Lawmakers propose legislation to return ALJs to competitive service


A group of congressmen introduced the ALJ Competitive Service Restoration Act on May 1, which aims to restore administrative law judges (ALJs) to the competitive service.
 
President Donald Trump (R) moved ALJs from the competitive service to the excepted service—two subsets of the larger civil service—through Executive Order 13843 in July 2018. Trump issued the order in light of the United States Supreme Court’s June 2018 decision in Lucia v. SEC, which held that ALJs are officers of the United States who must be appointed by the president, the courts, or agency heads rather than hired by agency staff. The reclassification of ALJs as members of the excepted service allows agency heads to directly appoint ALJs and select candidates who meet specific agency qualifications, according to the order. The EO did not change ALJ’s civil service removal protections, according to the Office of Personnel Management (OPM).
 
Prior to the executive order, ALJs were subject to the competitive service’s merit-based selection process administered by the OPM. Agencies could only hire ALJs from OPM’s pool of vetted candidates.
 
Opponents of Trump’s executive order have argued that moving ALJs outside of the competitive service threatens their impartiality by allowing partisan agency heads to appoint ALJs based on their own standards. Proponents have argued that the executive order implemented changes required by the court decision in Lucia v.

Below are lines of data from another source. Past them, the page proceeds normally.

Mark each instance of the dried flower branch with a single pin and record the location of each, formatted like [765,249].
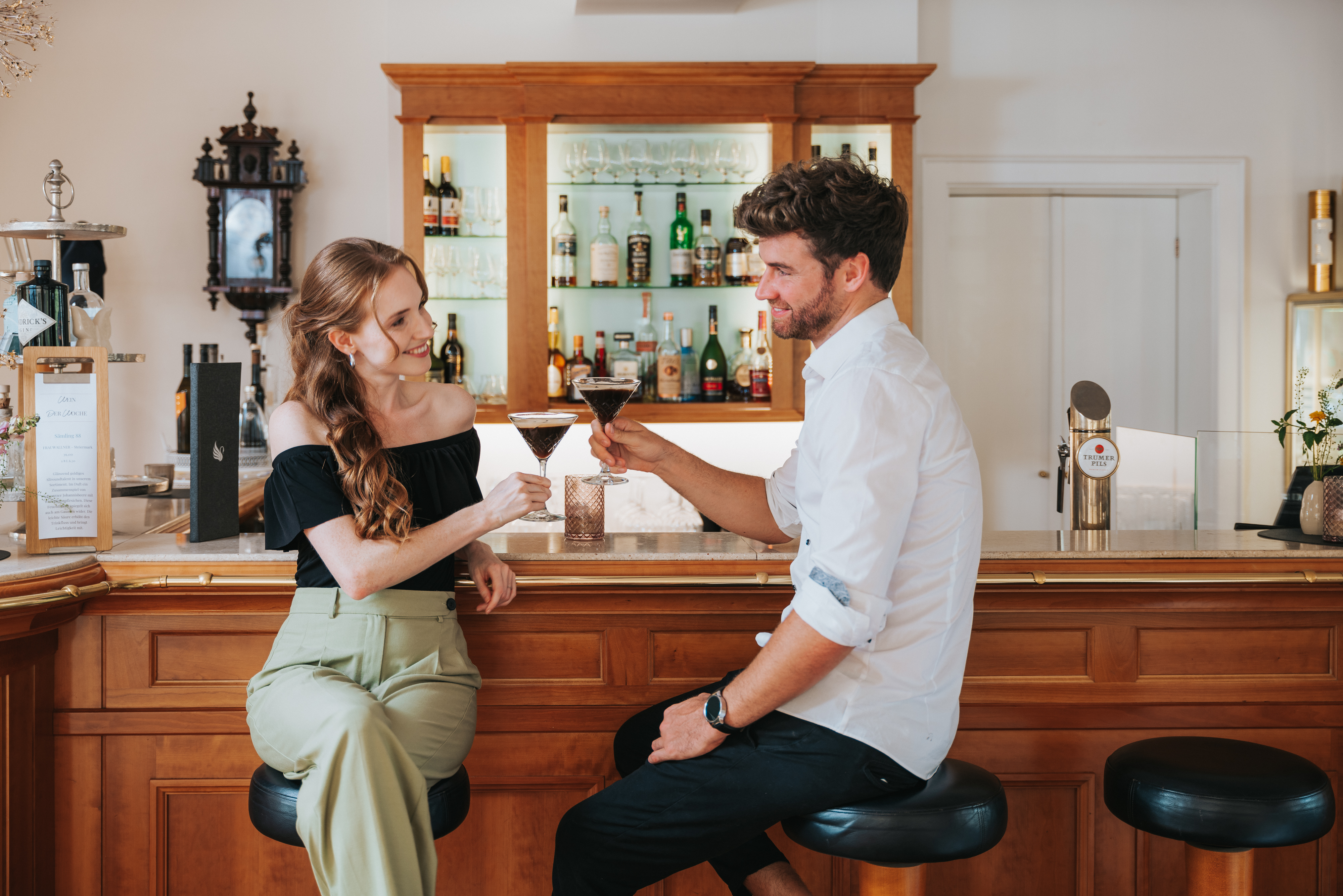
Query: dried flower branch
[21,21]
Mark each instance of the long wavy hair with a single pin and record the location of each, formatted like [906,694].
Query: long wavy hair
[339,289]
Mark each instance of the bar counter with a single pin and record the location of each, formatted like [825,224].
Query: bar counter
[1082,643]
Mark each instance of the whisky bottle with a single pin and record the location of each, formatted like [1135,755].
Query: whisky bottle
[449,201]
[683,245]
[708,253]
[565,249]
[432,226]
[712,363]
[639,248]
[605,253]
[555,369]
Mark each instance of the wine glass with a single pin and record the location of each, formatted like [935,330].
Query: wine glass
[605,397]
[543,432]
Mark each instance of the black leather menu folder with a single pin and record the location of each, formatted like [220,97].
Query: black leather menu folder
[214,451]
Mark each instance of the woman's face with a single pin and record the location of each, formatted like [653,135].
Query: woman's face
[404,343]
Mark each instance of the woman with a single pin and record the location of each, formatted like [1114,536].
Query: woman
[369,696]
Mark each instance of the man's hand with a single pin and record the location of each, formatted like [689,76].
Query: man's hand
[627,445]
[494,578]
[686,733]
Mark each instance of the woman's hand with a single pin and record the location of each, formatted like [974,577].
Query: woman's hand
[516,496]
[494,578]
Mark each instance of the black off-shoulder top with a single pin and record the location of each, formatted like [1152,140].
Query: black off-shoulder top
[304,491]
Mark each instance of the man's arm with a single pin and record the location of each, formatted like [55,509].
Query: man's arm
[735,502]
[794,660]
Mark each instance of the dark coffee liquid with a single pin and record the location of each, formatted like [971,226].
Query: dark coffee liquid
[543,440]
[606,404]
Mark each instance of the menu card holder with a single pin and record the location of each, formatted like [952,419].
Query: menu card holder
[68,456]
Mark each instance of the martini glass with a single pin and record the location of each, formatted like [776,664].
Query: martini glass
[606,395]
[543,430]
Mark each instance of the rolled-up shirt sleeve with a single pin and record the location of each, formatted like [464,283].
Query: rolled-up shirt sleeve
[870,479]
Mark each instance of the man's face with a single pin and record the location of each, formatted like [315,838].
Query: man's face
[802,299]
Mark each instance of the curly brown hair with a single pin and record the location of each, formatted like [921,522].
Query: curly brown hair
[339,289]
[840,207]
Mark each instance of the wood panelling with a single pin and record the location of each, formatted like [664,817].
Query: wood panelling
[1028,653]
[700,656]
[1235,652]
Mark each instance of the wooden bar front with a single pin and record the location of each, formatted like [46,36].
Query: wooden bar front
[154,754]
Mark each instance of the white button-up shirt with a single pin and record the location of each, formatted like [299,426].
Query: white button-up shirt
[883,491]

SEC.
 
U.S. Senators Maria Cantwell (D-Wash.) and Susan Collins (R-Maine) introduced similar legislation in August 2018, but the bill failed to advance before the end of the 115th Congress.
 
The group of congressmen who introduced the new legislation includes Elijah E. Cummings (D-Md.), Brian Fitzpatrick (R-Pa.), Richard Neal (D-Mass), Rodney Davis (R-Ill.), Gerry Connolly (D-Va.), Danny Davis (D-Ill.), Bobby Scott (D-Va.), John Larson (D-Conn.), and Tom Cole (R-Okla.).